There has indeed been an increase in the percentage of the population that is relaxed about high net immigration – Ipsos found earlier this year that 22 per cent of voters would be happy to see it go higher compared to just nine per cent who said that in spring 2016. Meanwhile 42 per cent said they wanted it reduced, compared to 62 per cent at the time of the EU referendum.
But digging just a little deeper shows why this analysis is so flawed, certainly from the point of view of a Tory Government that would like to get re-elected in 2024. Looking at 2016 Leave voters and 2019 Tory voters, as YouGov does in sub-samples of its regular issues tracker poll, tells a strikingly different story.
Among both groups – and remember these are the key sections of the electorate the Conservatives need to pin down rather than seeking to please open borders leftists who will never vote for them anyway – anxiety about immigration and asylum is soaring.
Among Leavers, it is now rated second in importance overall, just five points behind the top issue of the economy. It is nineteen points above the state of the NHS in third place. On current trends it could even eclipse economic woes before the end of the year as the number one issue.
A similar story emerges among 2019 Tory voters – including in those Red Wall seats that delivered the Conservatives their landslide majority. They also now rate immigration easily the second most important issue facing the country and again it is on a rapid upward path as a source of anxiety.
Yet if you click on YouGov’s “all adults” button to just look at the overview then these trends are obscured and you do indeed see a gradual decline in the salience of immigration as an issue, from a peak in August 2015.
This can only mean one thing: it is people who voted Remain in 2016 and for left-wing parties in 2019 who are becoming ever-more relaxed about high immigration and that is obscuring rocketing anxiety among 2016 Leavers and 2019 Tories.
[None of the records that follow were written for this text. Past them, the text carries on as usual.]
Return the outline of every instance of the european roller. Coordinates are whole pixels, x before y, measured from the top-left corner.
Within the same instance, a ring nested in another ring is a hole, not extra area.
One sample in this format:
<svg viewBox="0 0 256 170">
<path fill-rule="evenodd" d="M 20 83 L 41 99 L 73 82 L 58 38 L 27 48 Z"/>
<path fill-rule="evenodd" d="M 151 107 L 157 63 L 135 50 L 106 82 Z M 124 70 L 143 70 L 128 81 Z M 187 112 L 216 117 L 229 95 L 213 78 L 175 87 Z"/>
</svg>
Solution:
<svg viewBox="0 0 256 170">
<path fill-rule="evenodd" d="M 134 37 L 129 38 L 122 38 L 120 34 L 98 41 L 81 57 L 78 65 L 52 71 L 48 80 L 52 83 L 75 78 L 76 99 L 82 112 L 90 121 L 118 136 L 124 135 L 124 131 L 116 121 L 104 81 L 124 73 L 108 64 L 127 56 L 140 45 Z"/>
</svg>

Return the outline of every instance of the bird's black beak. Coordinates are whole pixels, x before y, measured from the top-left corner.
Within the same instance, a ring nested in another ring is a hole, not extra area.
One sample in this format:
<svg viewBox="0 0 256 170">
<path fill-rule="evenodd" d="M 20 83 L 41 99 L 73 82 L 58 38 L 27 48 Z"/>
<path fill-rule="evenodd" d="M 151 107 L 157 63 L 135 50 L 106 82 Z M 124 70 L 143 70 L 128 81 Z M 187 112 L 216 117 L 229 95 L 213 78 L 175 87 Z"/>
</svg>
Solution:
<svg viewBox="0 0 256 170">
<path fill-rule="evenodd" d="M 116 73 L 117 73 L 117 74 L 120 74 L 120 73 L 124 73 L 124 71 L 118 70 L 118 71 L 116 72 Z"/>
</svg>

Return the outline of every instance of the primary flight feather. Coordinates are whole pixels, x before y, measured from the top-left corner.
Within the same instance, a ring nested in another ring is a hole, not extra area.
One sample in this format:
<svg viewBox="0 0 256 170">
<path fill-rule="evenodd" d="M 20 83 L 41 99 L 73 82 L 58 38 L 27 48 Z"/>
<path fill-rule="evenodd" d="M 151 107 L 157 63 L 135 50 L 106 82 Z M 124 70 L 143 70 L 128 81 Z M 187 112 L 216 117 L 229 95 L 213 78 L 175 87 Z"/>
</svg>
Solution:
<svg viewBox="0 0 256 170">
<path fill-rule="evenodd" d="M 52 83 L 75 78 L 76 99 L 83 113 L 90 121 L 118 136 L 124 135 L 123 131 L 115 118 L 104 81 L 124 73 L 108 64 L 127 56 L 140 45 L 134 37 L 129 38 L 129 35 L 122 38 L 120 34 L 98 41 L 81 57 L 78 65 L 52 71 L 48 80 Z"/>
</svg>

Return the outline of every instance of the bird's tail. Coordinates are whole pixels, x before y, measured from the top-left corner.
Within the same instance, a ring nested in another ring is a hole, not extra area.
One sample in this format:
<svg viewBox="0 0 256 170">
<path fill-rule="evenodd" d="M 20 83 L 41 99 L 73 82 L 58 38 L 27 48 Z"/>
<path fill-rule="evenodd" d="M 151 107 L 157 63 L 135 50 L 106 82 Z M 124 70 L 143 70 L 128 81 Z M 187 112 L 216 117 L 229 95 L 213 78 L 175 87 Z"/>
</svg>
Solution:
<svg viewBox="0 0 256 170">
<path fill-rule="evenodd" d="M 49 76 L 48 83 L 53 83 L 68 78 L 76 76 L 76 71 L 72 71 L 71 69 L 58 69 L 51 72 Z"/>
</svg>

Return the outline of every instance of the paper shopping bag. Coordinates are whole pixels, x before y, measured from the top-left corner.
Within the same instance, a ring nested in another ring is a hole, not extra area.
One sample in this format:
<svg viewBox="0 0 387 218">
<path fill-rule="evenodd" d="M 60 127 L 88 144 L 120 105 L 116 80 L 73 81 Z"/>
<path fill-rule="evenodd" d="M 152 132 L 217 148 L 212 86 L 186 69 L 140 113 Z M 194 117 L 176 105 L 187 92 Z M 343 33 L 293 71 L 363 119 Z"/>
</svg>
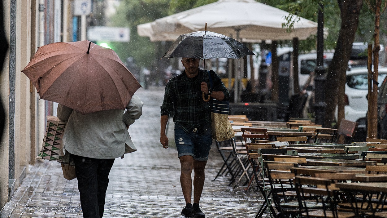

So Rishi Sunak has a big decision to make very soon: does he base his re-election strategy on winning general approval as regards immigration policy from people who are most unlikely to vote Tory?
Or, on the other hand, should he decide to deliver instead for those who backed his party last time and voted Leave in the referendum but are now incandescent about the volume of immigration, both legal and illegal?
Put that way, the choice facing him is an obvious no-brainer: to bring down immigration or to bring down himself.
No point jumping up and down threatening the Tories, they have cheated voters MASSIVELY on immigration for years. Don't threaten them, destroy them, wipe them out. Start a new conservative party NOW on the proper right, a party with steely principles 1) controlled, vetted immigration only, no papers, no qualifications, no entry. Work permits only DON'T GIVE AWAY CITIZENSHIPS. 2) Massive attack on wasteful civil service/public sector - what is it costing to heat their fabulous offices when half are still w**king from home? If true migrant costs and crime levels were revealed, the percentage of people calling for a complete stop (and repatriation to France) would explode, liberals are only relaxed about it because they live in nice areas protected by house price apartheid. Britons can make their own babies, with a little government encouragement. Stealing fully grown workers/welfare/housing abusers from other countries is immoral and doesn't bear close analysis.
Excellent analysis. We can expect the BBC and fellow travellers to be pushing the false narrative that immigration is less of an issue then.